Optimized surface according to squared curvature (100 iterations).
Optimized surface according to squared curvature (1000 iterations).

Clearly, the result after 1000 iterations is more satisfactory. You may output the result for instance as:

auto regularizedPos = shrouds_reg.positions();
auto polySurf = SH3::makeDualPolygonalSurface( idxsurface );
auto polySurfPos = polySurf->positions();
for ( size_t i = 0; i < regularizedPos.size(); i++ )
polySurfPos[ i ] = regularizedPos[ i ];
SH3::saveOBJ( polySurf, "goursat-shrouds-reg-k2.obj" );
Note
The regularized position are retrieved using the ShroudsRegularization::positions. The current energy can be retrieved with ShroudsRegularization::energy.

Shrouds regularization with area and snake energy

You may optimize according the shape according to area minimization as follows:

shrouds_reg.init();
double energyInitArea= shrouds_reg.energy ( RegType::AREA );
std::tie( loo, l2 ) = shrouds_reg.regularize( RegType::AREA,
0.5, 0.0001, 100 );
double energyRegArea = shrouds_reg.energy ( RegType::AREA );

and according to snake energy as follows (use ShroudsRegularization::setParams to change \( \alpha,\beta \) parameters):

shrouds_reg.init();
double energyInitSnk= shrouds_reg.energy ( RegType::SNAKE );
std::tie( loo, l2 ) = shrouds_reg.regularize( RegType::SNAKE,
0.5, 0.0001, 100 );
double energyRegSnk = shrouds_reg.energy ( RegType::SNAKE );

We display below the three possible optimizations (after 1000 iterations), which shows that squared curvature energy \( E^{\kappa^2}(C) \) produces the best output.
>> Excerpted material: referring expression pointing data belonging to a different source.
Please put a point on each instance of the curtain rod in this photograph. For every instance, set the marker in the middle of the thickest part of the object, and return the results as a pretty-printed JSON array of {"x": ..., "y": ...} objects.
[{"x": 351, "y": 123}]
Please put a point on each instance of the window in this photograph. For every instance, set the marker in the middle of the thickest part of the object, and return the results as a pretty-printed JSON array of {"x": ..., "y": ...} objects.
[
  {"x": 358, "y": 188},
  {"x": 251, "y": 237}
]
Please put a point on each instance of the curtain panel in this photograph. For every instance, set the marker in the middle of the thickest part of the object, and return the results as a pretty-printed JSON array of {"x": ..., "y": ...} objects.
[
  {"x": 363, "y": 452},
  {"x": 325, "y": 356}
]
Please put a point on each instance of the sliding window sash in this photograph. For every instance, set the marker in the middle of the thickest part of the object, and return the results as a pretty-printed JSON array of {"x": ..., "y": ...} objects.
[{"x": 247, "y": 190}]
Optimized surface according to squared curvature.
Optimized surface according to snake energy.
Optimized surface according to area.
Note
Results are visually very good, notably due to the nice slice / isocontouring effect. However, the output polygonal surface contains many cells with bad geometric properties (very small or elongated faces).